Alonso: “Non ho mai invitato la McLaren a cacciare la Honda”

Fernando Alonso (©Getty Images)

Nei giorni scorsi era emersa l’indiscrezione di un presunto aut aut lanciato da Fernando Alonso alla McLaren all’insegna del “o me, o la Honda”, ma a Monza lo spagnolo si è affrettato a negare tutto.
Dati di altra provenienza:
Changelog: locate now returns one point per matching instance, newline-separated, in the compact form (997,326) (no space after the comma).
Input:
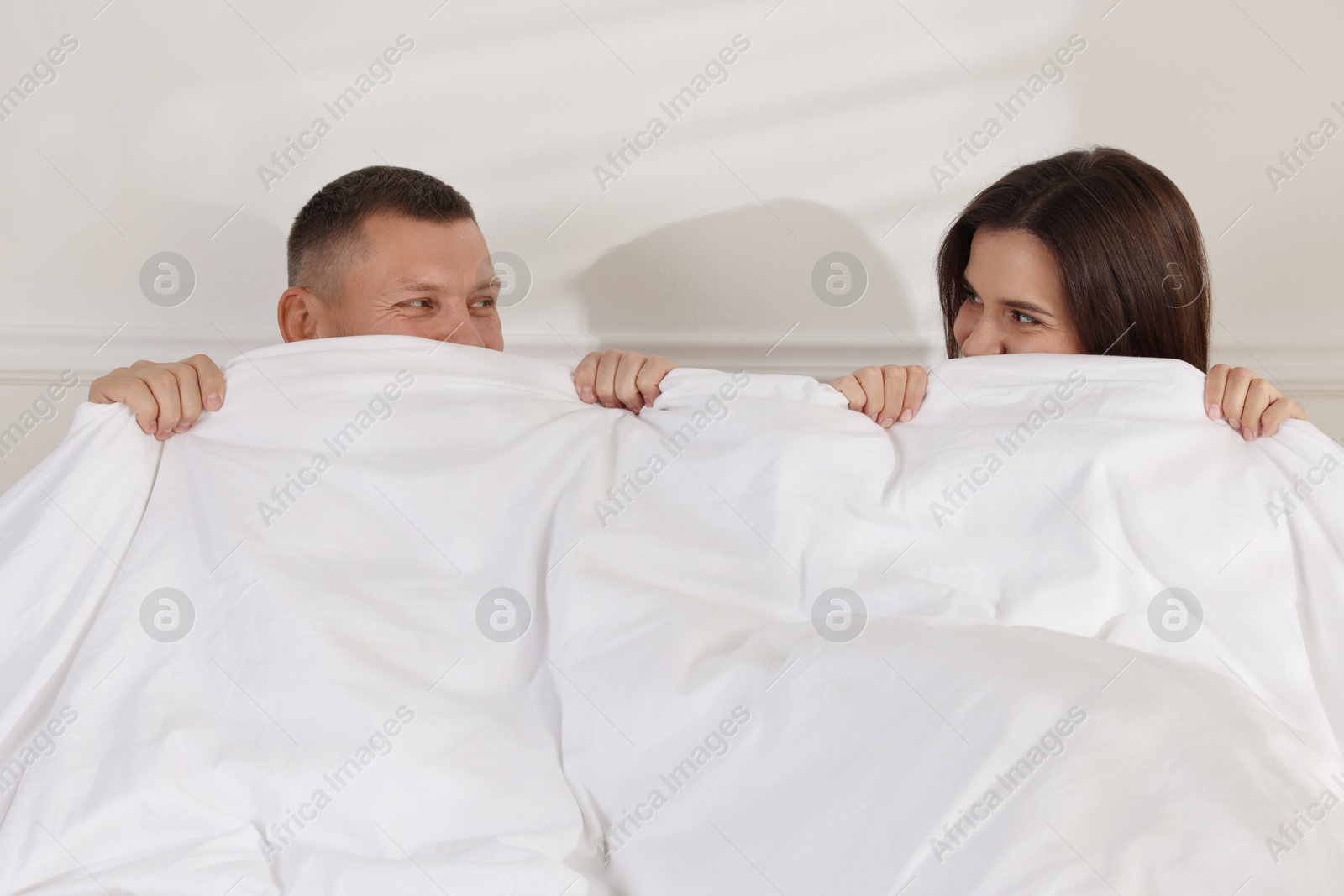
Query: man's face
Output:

“Non è assolutamente vero”. Ha affermato l’asturiano, nelle prime due sessioni di libere 15° e 8°. “Ho letto anch’io questa storia. La realtà è che io non valgo più del team. A Woking ci sono 1000 persone e anche in Giappone stanno lavorando sodo, soltanto che non è stata presa a giusta direzione. Dopo 3 anni non siamo ancora competitivi, quindi tutto ciò a cui ambiamo è soltanto cambiare la situazione. Io in fin dei conti del gruppo sono il meno importante, dato che via da qui posso andare altrove, ma per la scuderia, che va sottolineato è la seconda più vincente della storia, invertire la tendenza attuale sarebbe fondamentale”.
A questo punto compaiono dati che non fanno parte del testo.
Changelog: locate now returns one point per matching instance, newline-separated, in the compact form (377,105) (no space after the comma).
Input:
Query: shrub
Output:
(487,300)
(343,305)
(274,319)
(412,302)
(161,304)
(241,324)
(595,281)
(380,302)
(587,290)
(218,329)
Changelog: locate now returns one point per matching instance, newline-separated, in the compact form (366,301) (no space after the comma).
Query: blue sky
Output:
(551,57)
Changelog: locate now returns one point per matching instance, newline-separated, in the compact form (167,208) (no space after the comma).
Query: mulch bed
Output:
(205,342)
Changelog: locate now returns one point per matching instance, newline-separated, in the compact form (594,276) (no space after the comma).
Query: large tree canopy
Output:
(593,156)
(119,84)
Alla domanda se immagina un futuro glorioso a breve termine il driver di Oviedo si è mostrato più scettico. “Non si può mai sapere. E’ successa la stessa cosa con la Ferrari nel 2014/2015 quando ha migliorato il suo propulsore. Purtroppo finora gli aggiornamenti non hanno dato grossi frutti, ma avendo grossa esperienza potrebbe essere possibile”. Poi sul suo futuro ha spiegato. “Prima di qualsiasi decisione dovremo sederci ad un tavolo e vedere quali sono le condizioni e le aspettative. Devo ancora analizzare i dettagli, non solo in Inghilterra, ma anche in Giappone, capire di persona quali sono i progressi fattibili”.

Infine forse a fronte del no ricevuto dal boss Cyril Abiteboul Alonso ha fatto spallucce anche davanti alla prospettiva di passare alla Renault. “Enstone è sempre nel mio cuore e sono legato al marchio anche dal punto di vista sportivo per quanto concerne la mia pista di go kart, tuttavia sono molto felice dove mi trovo e sono fiducioso che arriverà un pecchetto buno abbastanza da poter lottare per l’iride. Inoltre loro hanno avvisato che per il 2018 non potranno puntare alla vittoria, dunque sono stati onesti…”.